According to the Tennessee Valley Authority, Thursday marked the third-highest winter peak of energy demand in TVA history, and 10th-highest peak overall.

Thursday morning’s peak amounted to 32,723 megawatts of power consumed. Jan. 4-8 was the largest five-day system load swing in the utility’s history.

TVA spokesman Jim Hopson said he doesn’t expect high-energy usage to replicate that high of a demand for the remaining winter season.

“This is definitely among the biggest energy spikes that we have seen in terms of usage in the winter, and fortunately through last year’s experience and through experience in properly managing our transmission system, we were able to meet that demand, which, of course, keeps the lights on and, more appropriately, the heat on for 9 million people across a seven-state area,” Hopson said.

The top two highest winter peaks occurred last year when 33,352 megawatts of usage marked a record Jan. 24,     Hopson said.

Although the cold temperatures created high demands on TVA’s system, Lenoir City Utilities Board did not have outages Wednesday into Thursday morning, according to General Manager Shannon Littleton.

“Our system was stressed a little bit, of course, just like about everyone else’s, but LCUB did not have any issues to speak of, and I contribute that to our power provider from TVA,” Littleton said. “They were well-prepared and supplied the load of power we needed, so we did well.”

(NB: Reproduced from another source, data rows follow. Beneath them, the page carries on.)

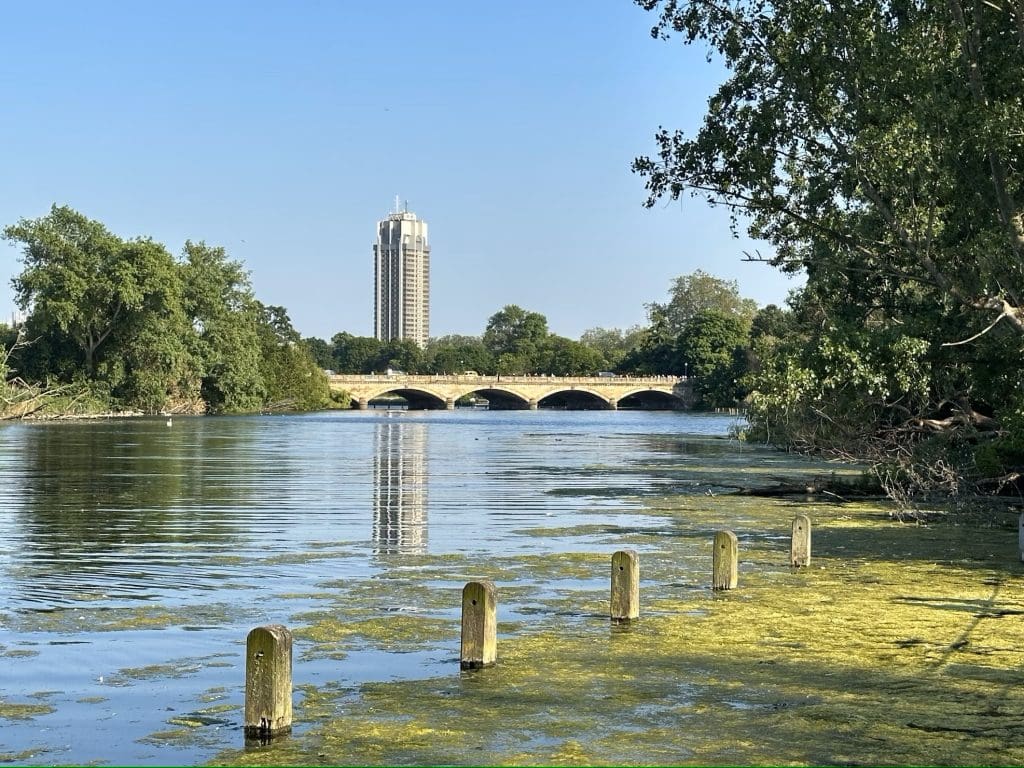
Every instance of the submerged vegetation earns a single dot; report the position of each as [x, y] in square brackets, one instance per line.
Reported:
[898, 645]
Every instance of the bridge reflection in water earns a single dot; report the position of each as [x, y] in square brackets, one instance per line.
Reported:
[399, 468]
[611, 392]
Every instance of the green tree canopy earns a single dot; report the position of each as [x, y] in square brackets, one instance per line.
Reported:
[453, 354]
[225, 316]
[700, 292]
[877, 147]
[515, 332]
[83, 281]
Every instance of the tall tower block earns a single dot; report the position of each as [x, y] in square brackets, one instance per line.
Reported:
[401, 279]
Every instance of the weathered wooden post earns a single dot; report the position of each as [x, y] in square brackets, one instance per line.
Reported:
[625, 586]
[800, 549]
[725, 561]
[268, 681]
[479, 626]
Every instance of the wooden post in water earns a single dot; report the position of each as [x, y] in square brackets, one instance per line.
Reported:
[625, 586]
[725, 562]
[479, 626]
[800, 550]
[268, 681]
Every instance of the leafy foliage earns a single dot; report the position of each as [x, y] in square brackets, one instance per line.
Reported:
[877, 146]
[131, 327]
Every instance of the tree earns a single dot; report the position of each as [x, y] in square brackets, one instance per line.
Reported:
[612, 343]
[876, 146]
[516, 334]
[117, 303]
[561, 356]
[711, 347]
[291, 377]
[225, 317]
[81, 280]
[700, 292]
[355, 354]
[453, 354]
[321, 351]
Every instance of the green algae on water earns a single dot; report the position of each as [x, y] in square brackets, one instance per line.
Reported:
[900, 644]
[13, 711]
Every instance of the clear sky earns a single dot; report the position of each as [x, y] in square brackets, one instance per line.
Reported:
[284, 131]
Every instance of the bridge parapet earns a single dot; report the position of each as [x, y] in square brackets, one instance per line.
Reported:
[440, 390]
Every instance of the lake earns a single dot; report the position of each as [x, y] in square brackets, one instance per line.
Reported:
[134, 558]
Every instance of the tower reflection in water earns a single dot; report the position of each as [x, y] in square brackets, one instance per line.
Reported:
[399, 487]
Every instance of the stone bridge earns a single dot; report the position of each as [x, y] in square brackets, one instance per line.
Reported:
[520, 392]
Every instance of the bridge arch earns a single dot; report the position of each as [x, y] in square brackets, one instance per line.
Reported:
[576, 398]
[649, 398]
[504, 398]
[419, 398]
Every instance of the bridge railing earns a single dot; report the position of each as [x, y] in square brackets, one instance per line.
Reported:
[507, 379]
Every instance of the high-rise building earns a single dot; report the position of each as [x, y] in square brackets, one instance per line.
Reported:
[401, 279]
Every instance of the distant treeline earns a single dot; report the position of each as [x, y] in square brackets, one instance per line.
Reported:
[705, 330]
[116, 324]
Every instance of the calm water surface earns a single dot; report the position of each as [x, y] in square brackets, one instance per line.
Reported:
[134, 557]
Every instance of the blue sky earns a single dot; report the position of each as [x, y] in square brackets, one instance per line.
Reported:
[284, 131]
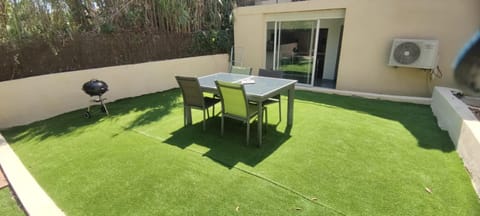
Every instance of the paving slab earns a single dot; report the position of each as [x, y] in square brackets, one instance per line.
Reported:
[34, 199]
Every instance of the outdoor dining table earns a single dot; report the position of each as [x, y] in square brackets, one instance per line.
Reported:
[257, 89]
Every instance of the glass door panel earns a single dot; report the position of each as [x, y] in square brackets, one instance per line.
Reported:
[295, 49]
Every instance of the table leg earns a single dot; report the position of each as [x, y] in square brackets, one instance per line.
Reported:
[260, 121]
[291, 98]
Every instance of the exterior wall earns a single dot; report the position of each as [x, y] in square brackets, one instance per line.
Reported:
[369, 28]
[36, 98]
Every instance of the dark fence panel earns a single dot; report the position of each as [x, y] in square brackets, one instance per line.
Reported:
[89, 50]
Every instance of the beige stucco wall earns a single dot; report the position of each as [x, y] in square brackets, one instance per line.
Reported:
[370, 26]
[35, 98]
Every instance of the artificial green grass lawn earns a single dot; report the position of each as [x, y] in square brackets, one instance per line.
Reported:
[343, 156]
[8, 205]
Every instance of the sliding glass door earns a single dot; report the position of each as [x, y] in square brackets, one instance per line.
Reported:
[291, 48]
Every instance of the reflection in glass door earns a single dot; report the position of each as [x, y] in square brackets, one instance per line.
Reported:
[291, 48]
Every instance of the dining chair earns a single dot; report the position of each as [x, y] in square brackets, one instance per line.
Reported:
[236, 106]
[194, 98]
[240, 70]
[276, 98]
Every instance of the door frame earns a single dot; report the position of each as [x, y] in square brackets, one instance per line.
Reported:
[317, 16]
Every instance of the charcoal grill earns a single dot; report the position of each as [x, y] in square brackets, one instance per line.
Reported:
[95, 88]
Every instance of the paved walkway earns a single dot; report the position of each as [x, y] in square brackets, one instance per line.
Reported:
[33, 198]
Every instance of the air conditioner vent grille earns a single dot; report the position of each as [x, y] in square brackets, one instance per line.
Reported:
[414, 53]
[406, 53]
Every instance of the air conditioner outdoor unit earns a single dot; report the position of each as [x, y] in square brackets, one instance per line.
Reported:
[414, 53]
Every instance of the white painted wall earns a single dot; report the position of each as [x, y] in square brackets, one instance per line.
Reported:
[370, 27]
[35, 98]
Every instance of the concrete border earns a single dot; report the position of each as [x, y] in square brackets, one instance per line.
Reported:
[395, 98]
[33, 198]
[464, 129]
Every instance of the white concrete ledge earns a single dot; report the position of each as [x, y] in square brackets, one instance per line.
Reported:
[396, 98]
[462, 126]
[33, 198]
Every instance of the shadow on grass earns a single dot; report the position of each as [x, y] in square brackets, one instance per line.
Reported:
[418, 119]
[230, 148]
[152, 107]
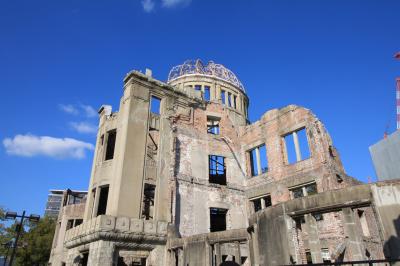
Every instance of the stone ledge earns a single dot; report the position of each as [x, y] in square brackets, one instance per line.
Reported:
[228, 236]
[120, 229]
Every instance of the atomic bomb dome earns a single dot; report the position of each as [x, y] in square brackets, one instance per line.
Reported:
[196, 67]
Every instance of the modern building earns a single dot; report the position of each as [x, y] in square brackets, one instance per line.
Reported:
[386, 157]
[181, 177]
[59, 198]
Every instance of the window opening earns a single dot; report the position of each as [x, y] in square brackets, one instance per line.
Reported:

Littleton said LCUB experienced its second-highest winter peak for energy usage this week. The highest spike occurred last year about this time.

“We’re at the degrees, we’re seeing that arena where we typically have issues, but you really don’t see the significant issues until you see precipitation,” Littleton said. “If you see some ice forming on the lines and those type of issues that’s where we have significant issues.”

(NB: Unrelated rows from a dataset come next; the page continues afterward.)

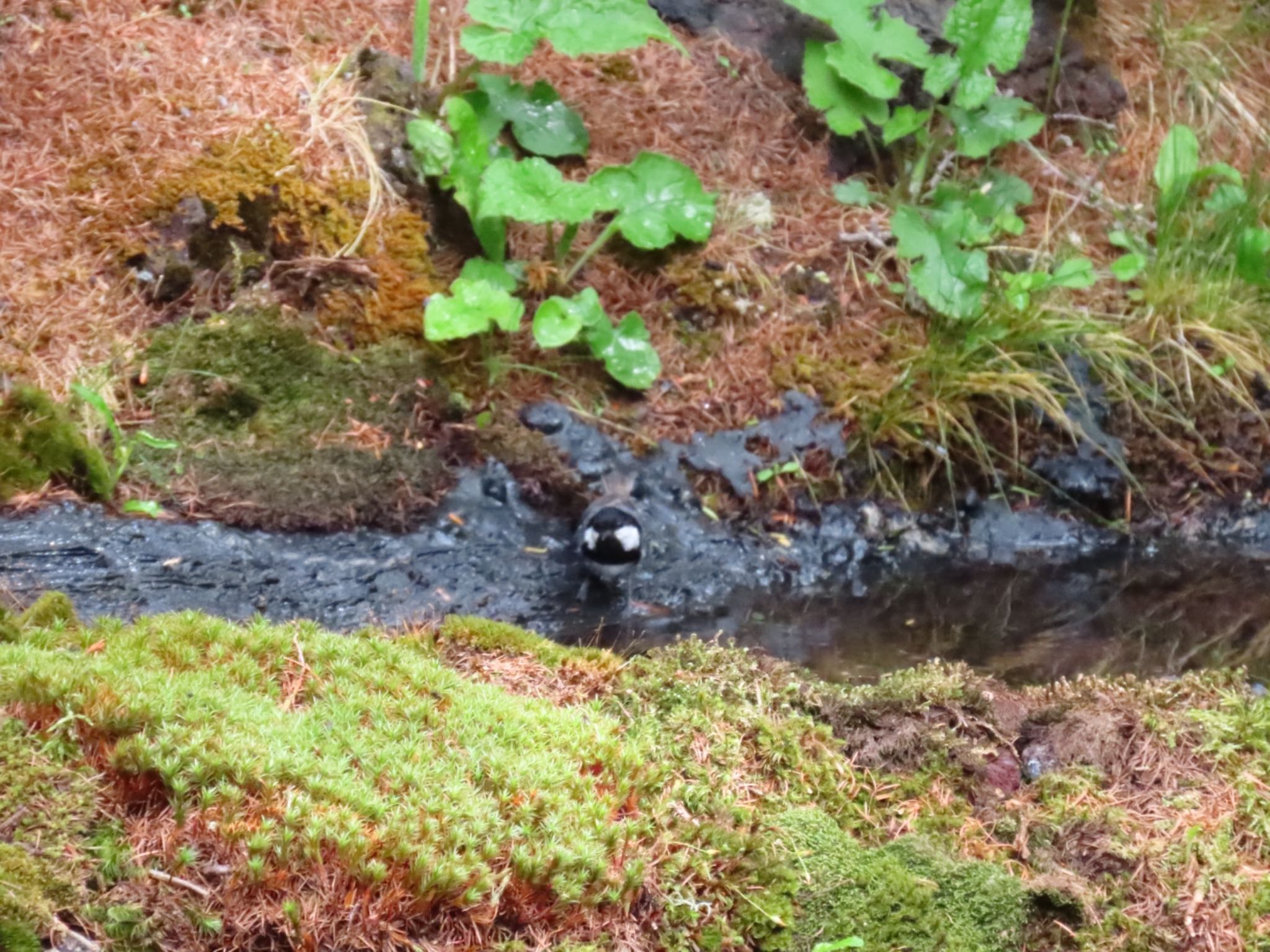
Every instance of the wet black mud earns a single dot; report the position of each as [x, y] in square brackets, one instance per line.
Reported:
[851, 592]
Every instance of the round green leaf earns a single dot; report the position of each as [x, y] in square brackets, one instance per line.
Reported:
[626, 352]
[1253, 257]
[534, 191]
[431, 144]
[540, 120]
[502, 46]
[854, 192]
[471, 307]
[559, 320]
[497, 273]
[657, 200]
[1128, 267]
[1001, 121]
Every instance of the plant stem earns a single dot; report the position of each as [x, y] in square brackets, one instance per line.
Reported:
[571, 232]
[610, 230]
[458, 83]
[1059, 55]
[419, 48]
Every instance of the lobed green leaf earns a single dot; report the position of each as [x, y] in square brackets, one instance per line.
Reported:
[1001, 121]
[988, 35]
[846, 108]
[471, 307]
[559, 320]
[626, 352]
[508, 31]
[657, 200]
[540, 120]
[534, 191]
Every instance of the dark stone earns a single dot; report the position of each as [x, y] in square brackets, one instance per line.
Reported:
[780, 33]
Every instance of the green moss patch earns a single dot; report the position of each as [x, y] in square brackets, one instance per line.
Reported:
[343, 790]
[905, 895]
[280, 432]
[46, 811]
[38, 443]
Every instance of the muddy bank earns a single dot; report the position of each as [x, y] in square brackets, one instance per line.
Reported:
[780, 33]
[487, 551]
[851, 589]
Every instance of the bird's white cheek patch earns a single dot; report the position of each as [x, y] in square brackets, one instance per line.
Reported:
[629, 537]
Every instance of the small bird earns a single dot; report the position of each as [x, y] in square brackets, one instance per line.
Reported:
[610, 535]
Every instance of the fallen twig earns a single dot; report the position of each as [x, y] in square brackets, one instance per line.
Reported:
[177, 881]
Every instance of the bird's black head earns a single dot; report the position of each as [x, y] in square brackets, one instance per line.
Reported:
[611, 536]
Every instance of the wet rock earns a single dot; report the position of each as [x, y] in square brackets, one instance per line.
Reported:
[1085, 477]
[923, 544]
[1002, 771]
[186, 242]
[780, 33]
[1038, 759]
[724, 454]
[870, 521]
[1000, 535]
[1093, 472]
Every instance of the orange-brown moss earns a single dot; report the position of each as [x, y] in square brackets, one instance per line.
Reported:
[244, 178]
[258, 188]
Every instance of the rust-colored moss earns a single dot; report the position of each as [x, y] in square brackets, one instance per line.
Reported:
[255, 184]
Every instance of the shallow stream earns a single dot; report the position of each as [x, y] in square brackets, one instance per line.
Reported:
[1129, 611]
[1066, 607]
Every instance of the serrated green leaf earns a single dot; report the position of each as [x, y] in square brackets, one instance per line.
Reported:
[657, 200]
[1253, 257]
[846, 108]
[1001, 121]
[904, 122]
[1073, 273]
[471, 307]
[855, 192]
[559, 320]
[974, 90]
[150, 439]
[431, 145]
[535, 192]
[626, 352]
[949, 278]
[988, 35]
[508, 31]
[144, 507]
[1019, 288]
[978, 214]
[1175, 168]
[868, 35]
[943, 71]
[540, 120]
[489, 45]
[1226, 198]
[497, 273]
[1128, 267]
[474, 151]
[1221, 170]
[1119, 238]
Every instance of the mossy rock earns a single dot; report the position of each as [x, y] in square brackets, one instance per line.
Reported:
[24, 906]
[904, 895]
[48, 806]
[278, 432]
[486, 635]
[48, 611]
[38, 442]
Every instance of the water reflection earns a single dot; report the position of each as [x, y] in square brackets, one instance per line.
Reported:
[1153, 615]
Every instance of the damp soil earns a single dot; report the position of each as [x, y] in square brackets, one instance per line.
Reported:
[851, 591]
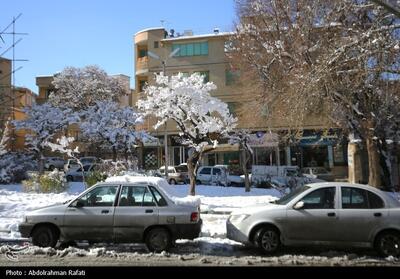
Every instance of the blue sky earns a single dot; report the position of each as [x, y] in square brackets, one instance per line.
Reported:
[84, 32]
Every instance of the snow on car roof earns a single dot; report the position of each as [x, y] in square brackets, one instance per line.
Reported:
[134, 179]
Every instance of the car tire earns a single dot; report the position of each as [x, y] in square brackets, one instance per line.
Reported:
[388, 244]
[172, 181]
[267, 239]
[158, 240]
[44, 236]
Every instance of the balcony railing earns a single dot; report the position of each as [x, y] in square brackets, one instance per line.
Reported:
[142, 63]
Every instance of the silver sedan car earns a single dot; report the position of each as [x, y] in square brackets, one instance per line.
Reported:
[335, 214]
[136, 211]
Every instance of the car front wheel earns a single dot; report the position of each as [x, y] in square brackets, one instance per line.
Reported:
[268, 240]
[44, 236]
[388, 244]
[158, 240]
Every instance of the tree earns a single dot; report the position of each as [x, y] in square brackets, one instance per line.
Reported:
[200, 118]
[334, 58]
[80, 88]
[42, 123]
[111, 127]
[63, 145]
[242, 137]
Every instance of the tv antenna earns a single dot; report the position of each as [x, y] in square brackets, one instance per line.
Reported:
[8, 95]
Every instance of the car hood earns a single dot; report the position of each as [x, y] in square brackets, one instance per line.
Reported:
[257, 208]
[51, 209]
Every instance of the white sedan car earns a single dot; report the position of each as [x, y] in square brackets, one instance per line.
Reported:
[331, 213]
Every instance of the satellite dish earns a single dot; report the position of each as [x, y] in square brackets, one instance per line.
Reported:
[153, 55]
[174, 52]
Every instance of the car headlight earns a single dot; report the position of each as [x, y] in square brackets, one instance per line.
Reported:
[238, 218]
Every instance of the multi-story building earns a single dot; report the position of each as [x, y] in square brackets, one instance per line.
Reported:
[12, 102]
[206, 54]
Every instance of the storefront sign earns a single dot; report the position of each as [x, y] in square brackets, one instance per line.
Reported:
[261, 139]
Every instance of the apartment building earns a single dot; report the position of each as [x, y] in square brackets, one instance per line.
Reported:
[206, 54]
[13, 100]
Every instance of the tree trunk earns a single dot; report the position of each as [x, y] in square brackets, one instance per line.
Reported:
[192, 169]
[245, 160]
[114, 154]
[374, 168]
[41, 164]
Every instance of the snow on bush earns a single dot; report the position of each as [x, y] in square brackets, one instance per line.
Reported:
[53, 182]
[13, 167]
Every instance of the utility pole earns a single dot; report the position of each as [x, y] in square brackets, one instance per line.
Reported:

He said as long as temperatures moderate in the next couple weeks, customers should not see a large jump on their bills.

“The good news about billing is we’ve had typically a mild winter, so I’m going out on a limb here,” Littleton said. “The customer will see some higher bills, but since we’ve have had some milder weather mixed in, I’m not sure they’re going to see a significant increase in their billing.”

For your safety

Winton said staying inside during intense cold snaps was recommended, but residents should prepare for the unexpected if they have to go outside.

“If you do have to go outside and travel or anything, just make sure you have blankets, water, food, something like that in case something happens and you’re stuck in your car, not necessarily for snow but just for the cold,” Winton said.

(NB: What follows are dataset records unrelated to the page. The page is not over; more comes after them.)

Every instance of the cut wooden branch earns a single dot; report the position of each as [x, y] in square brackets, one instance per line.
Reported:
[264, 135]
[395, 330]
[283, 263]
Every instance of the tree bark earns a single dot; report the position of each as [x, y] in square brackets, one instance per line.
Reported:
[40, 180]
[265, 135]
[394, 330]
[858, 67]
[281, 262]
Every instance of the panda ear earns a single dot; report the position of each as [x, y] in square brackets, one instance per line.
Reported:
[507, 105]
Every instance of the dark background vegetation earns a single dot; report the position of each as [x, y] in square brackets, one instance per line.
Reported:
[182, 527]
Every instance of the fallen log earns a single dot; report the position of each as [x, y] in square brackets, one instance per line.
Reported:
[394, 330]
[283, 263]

Bring pets indoors, and check on elderly family members or neighbors to ensure they have heat in their home, Buckles said.

“Keep anything that could be flammable away from any kind of fires or heaters because we see a lot of — sadly a lot of house fires increase this time of year,” Buckles said. “As the weather gets cold, people building more fires in their homes and using those heaters, they become a very bad fire hazard.”

City of Loudon Fire Chief Mike Brubaker said to keep a watchful eye on heating devices, including fireplaces, wood stoves and space heaters. Keep flammable items at least three feet away from heating equipment.

“We always recommend people to turn their portable heaters off when they go to bed or if they leave the room for an extended period of time,” Brubaker said. “We recommend people that have fire places to have their chimneys cleaned or inspected every year by a qualified personnel.”

This time of the year is when more accidental fires occur, but luckily the city of Loudon Fire Department hasn’t had to extinguish any so far, Brubaker said.

“Normally, statewide, there is a spike in calls during the winter months due to these people trying to heat their homes for alternate reasons,” he said. “I do know ... last year in 2014, heating equipment fires accounted for like 8 percent of all fires reported in Tennessee.”

News-Herald News Editor Jeremy Styron contributed to this report.